Ethan Young, the New York City-born son of Chinese immigrants, debuts what appears to be the first-ever graphic novel about Nanjing. The word ‘graphic’ here certainly takes on new, ironic, anguished meaning.
“The day before the city’s capture,” Young writes in a historical introduction, “high-ranking military officials began fleeing Nanjing in chaos. Many commanders abandoned their own troops without giving any orders for retreat.
“This is a story about the forgotten ones.”
Even as Captain watches one of his soldiers die, he promises another, Lu, “neither one of us are dying tonight.” Lu has no other choice than to trust his determined superior. What they see as they navigate the fallen city is nightmarish beyond words; the inhumane brutality is such that death proves to be the gentler option for civilians caught alive.

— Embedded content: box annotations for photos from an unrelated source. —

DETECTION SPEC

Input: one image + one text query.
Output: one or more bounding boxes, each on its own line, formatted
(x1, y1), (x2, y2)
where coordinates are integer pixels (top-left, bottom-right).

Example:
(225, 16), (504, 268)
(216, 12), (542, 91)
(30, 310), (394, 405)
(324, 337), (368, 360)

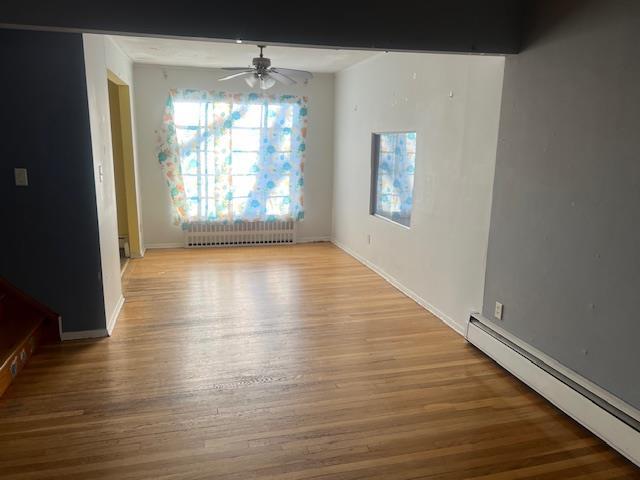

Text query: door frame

“[T]here’s no room for any sentiment during war,” the Captain reminds a Confucius-quoting Lu. But when the pair discovers a family trapped in their home now reduced to rubble, they cannot turn away. As the Japanese descend, the Captain – regardless of personal cost – chooses to hold on to his humanity
Although the politics of war are rarely definable in black and white, in the case of Nanjing, the Chinese – especially the civilians – are clearly the victims of the Japanese Army who are indisputably wrong, evil, who will later be found guilty of mass rape, torture, and executions. And yet Young breathes good and bad onto both sides, showing flawed humanity over and over again: the Captain must make heartless choices, the Japanese soldier whom Lu bludgeons was most likely one of the last ‘good guys’ regardless of his uniform, the Japanese Colonel insists his soldier return the rice they steal from a young Chinese boy and makes it clear he will not tolerate petty theft from his men again.
Young’s is just one chapter in an overwhelmingly grievous episode of the 20th century. The specifics might be fictional amidst a historical backdrop, but in creating names, depicting individual faces both living and dead, Young conjures a haunting microcosm amidst a horrifying event of epic proportions. We can never be ready for this harrowing close-up, but through transformative storytelling, Young rightfully demands we remember “the forgotten ones,” that we bear witness, we learn, and we must ensure such carnage never happens again.